London-based fashion media startup KNOMI asked BA (Hons) Creative Direction for Fashion students to create moving images for their recently launched fashion discovery app. KNOMI selected five winners from the BA course to help launch their app, they’ve since been offered paid internships and some continue to work with the company as it grows.

KNOMI was founded in December 2013, the company describes itself as a fashion network available to you anytime and anywhere. They announced the development of an app earlier this year and asked creative direction students to create a moving image that embodies the brand and could be used as promotion material for their app.

knomi photohsop

KNOMI recently launched a digital app and asked BA (Hons) Creative Direction for Fashion students to create moving images for their fashion discovery app.

Students were asked to consider that KNOMI is a fashion platform where fashion lovers share their style stories, get inspired, and hopefully inspire others in global trends. The app also allows users to discover and shop everything from small, edgy, upcoming talent, to the biggest and brightest names in fashion. Boutiques on KNOMI already include Joseph, Browns and mytheresa.com. The students included were Marie Dalle, Roxanne Lim, Harriet Lodge, Jae Yong Kim and Naomi Huang.

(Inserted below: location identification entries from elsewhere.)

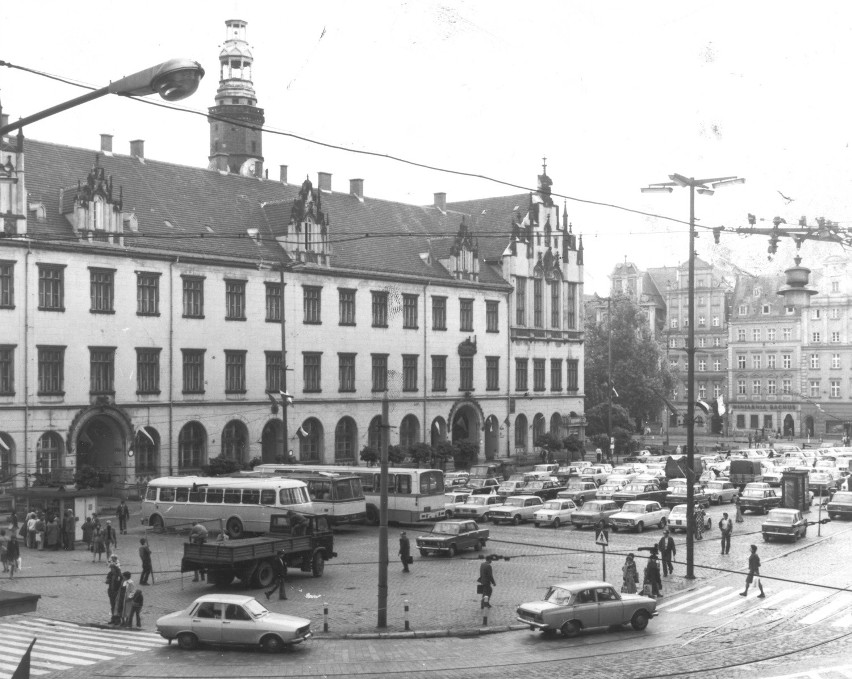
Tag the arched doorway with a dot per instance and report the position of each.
(492, 437)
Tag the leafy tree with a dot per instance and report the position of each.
(640, 374)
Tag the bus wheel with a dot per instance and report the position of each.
(317, 564)
(234, 528)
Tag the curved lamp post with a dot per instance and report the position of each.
(173, 80)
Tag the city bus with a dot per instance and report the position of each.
(238, 505)
(338, 497)
(414, 495)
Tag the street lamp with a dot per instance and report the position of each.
(173, 80)
(699, 185)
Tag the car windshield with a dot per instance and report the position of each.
(557, 595)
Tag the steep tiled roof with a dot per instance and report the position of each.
(194, 211)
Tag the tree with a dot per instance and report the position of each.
(640, 375)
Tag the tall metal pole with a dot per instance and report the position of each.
(383, 516)
(690, 393)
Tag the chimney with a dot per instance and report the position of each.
(324, 181)
(137, 148)
(441, 202)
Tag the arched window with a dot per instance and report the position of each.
(521, 427)
(235, 441)
(345, 441)
(311, 440)
(48, 450)
(409, 432)
(192, 446)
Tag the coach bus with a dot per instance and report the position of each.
(414, 495)
(239, 505)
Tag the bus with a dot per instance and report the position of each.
(338, 497)
(239, 505)
(414, 495)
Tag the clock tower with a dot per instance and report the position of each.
(236, 143)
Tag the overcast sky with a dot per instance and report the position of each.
(616, 95)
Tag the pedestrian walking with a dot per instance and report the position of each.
(754, 573)
(726, 526)
(123, 513)
(652, 579)
(279, 568)
(404, 551)
(145, 557)
(630, 575)
(486, 582)
(667, 549)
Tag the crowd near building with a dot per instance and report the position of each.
(155, 316)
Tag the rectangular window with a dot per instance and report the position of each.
(439, 373)
(520, 301)
(466, 315)
(346, 369)
(521, 382)
(538, 374)
(193, 297)
(409, 372)
(380, 309)
(312, 302)
(347, 306)
(7, 285)
(312, 371)
(147, 370)
(273, 302)
(51, 287)
(409, 311)
(492, 316)
(466, 373)
(235, 300)
(274, 383)
(193, 371)
(235, 372)
(147, 293)
(492, 373)
(555, 374)
(7, 370)
(380, 372)
(51, 370)
(573, 374)
(102, 370)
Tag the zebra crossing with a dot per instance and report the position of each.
(63, 646)
(815, 605)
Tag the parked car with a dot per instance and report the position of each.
(784, 523)
(233, 619)
(570, 607)
(448, 537)
(554, 513)
(516, 509)
(593, 512)
(640, 515)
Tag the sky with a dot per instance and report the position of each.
(616, 95)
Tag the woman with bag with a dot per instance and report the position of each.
(630, 575)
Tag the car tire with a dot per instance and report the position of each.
(187, 641)
(639, 621)
(570, 629)
(272, 643)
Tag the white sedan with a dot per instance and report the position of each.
(554, 513)
(233, 619)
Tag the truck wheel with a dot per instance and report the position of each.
(234, 528)
(317, 564)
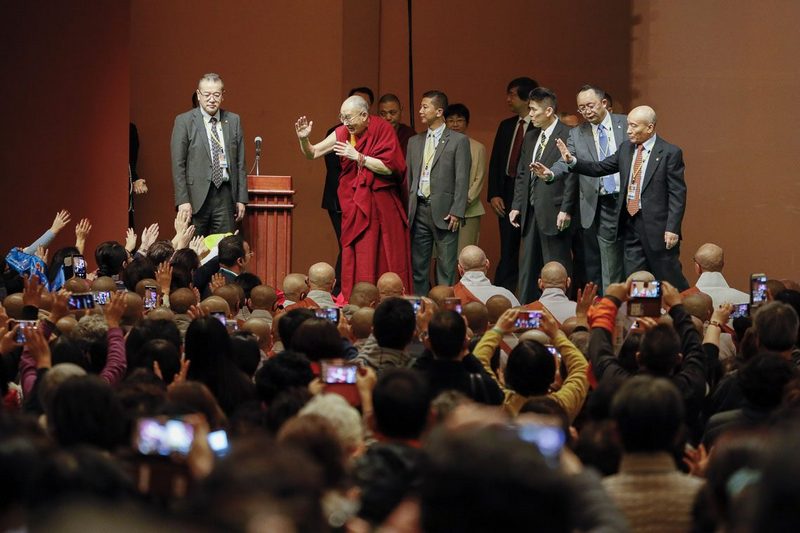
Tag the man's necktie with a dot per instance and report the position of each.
(636, 183)
(516, 149)
(216, 150)
(609, 183)
(427, 159)
(540, 149)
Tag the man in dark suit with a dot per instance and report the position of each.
(652, 209)
(208, 170)
(502, 171)
(542, 208)
(594, 140)
(438, 164)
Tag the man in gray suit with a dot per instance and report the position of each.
(208, 169)
(543, 208)
(594, 140)
(438, 163)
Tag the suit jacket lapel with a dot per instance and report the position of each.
(440, 146)
(653, 161)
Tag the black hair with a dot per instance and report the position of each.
(394, 323)
(649, 413)
(318, 339)
(401, 402)
(457, 109)
(523, 85)
(545, 97)
(290, 321)
(531, 368)
(446, 333)
(231, 249)
(438, 98)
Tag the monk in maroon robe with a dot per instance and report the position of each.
(373, 194)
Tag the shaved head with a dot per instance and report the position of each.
(294, 285)
(710, 258)
(554, 275)
(364, 294)
(496, 306)
(472, 258)
(390, 285)
(321, 277)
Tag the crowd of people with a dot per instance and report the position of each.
(168, 387)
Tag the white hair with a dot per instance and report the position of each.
(342, 416)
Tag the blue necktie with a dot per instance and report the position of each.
(609, 183)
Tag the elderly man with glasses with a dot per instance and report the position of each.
(372, 193)
(208, 169)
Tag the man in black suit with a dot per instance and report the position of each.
(543, 208)
(503, 162)
(330, 196)
(651, 212)
(598, 137)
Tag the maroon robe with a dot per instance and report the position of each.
(375, 235)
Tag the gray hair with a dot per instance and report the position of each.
(341, 415)
(212, 77)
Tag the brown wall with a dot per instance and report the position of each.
(65, 114)
(723, 81)
(713, 73)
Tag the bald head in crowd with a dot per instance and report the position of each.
(390, 286)
(472, 258)
(554, 276)
(364, 294)
(294, 287)
(709, 258)
(496, 306)
(263, 297)
(321, 277)
(181, 300)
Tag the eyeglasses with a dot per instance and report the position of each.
(348, 120)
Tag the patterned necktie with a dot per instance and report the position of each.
(636, 181)
(516, 149)
(609, 183)
(540, 149)
(216, 150)
(427, 158)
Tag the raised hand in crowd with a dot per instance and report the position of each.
(149, 236)
(82, 229)
(130, 240)
(60, 221)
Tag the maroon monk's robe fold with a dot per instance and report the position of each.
(375, 235)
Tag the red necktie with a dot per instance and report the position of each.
(516, 149)
(636, 182)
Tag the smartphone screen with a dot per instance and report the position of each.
(23, 326)
(329, 313)
(740, 311)
(81, 300)
(528, 320)
(102, 297)
(156, 436)
(758, 289)
(79, 266)
(150, 297)
(452, 304)
(338, 373)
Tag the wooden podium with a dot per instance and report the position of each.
(269, 227)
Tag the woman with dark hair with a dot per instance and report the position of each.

Students created 2-4 minutes of video together with a proposal for how it would be presented and shared, and a statement situating their project within contemporary moving image practice and fashion. We caught up with Jason Kass, Course Leader BA (Hons) Creative Direction for Fashion, to ask how the collaboration came about.

The studio that worked with KNOMI on their visual identity suggested that they partner with us to develop some content for the brand (one of their principals had previously taught on the course). He put us in touch and Laura and I met to discuss possibilities. The time-based media unit seemed a natural fit.

Also, the fact that KNOMI was beta testing their product with LCF gave students a chance to see the back end of launching a new product/service into the market.

In the brief to the students, KNOMI said the days of going out and shopping with friends as a social activity are gone as everything is becoming digital. We asked Kim Coleman, lecturer in the School of Fashion Media and Communication, whether new digital media will eventually outweigh traditional methods.

Time-based media has become ubiquitous in fashion communication. Potential environments for moving image for example have increased hugely in recent years – times have changed since the only places moving image was seen was on TV, or as trailers before the cinema!

This unit is designed for students to learn about the possibilities for time-based media for fashion and to create their own. Students can and have created work in ‘traditional’ media such as real film, flick books or performance, or have work with newer possibilities within the area such as video mapping or animated GIFs. All these ways of making are relevant now.

We also spoke to Laura Hofman, Head of Marketing at KNOMI told us:

Being an LCF graduate in BA (Hons) Fashion Management, it has always been a personal quest of mine to stay in touch with the university and continue building a relationship together. Working with young people feels as a natural success factor for the business, no one else but a young professional knows what’s trending now. They are the future. We at KNOMI are extremely proud to have a very personal relationship with the University of the Arts London, allowing a start up to grow a team with the best students or alumni and in return giving the students an entry in to the start up scene.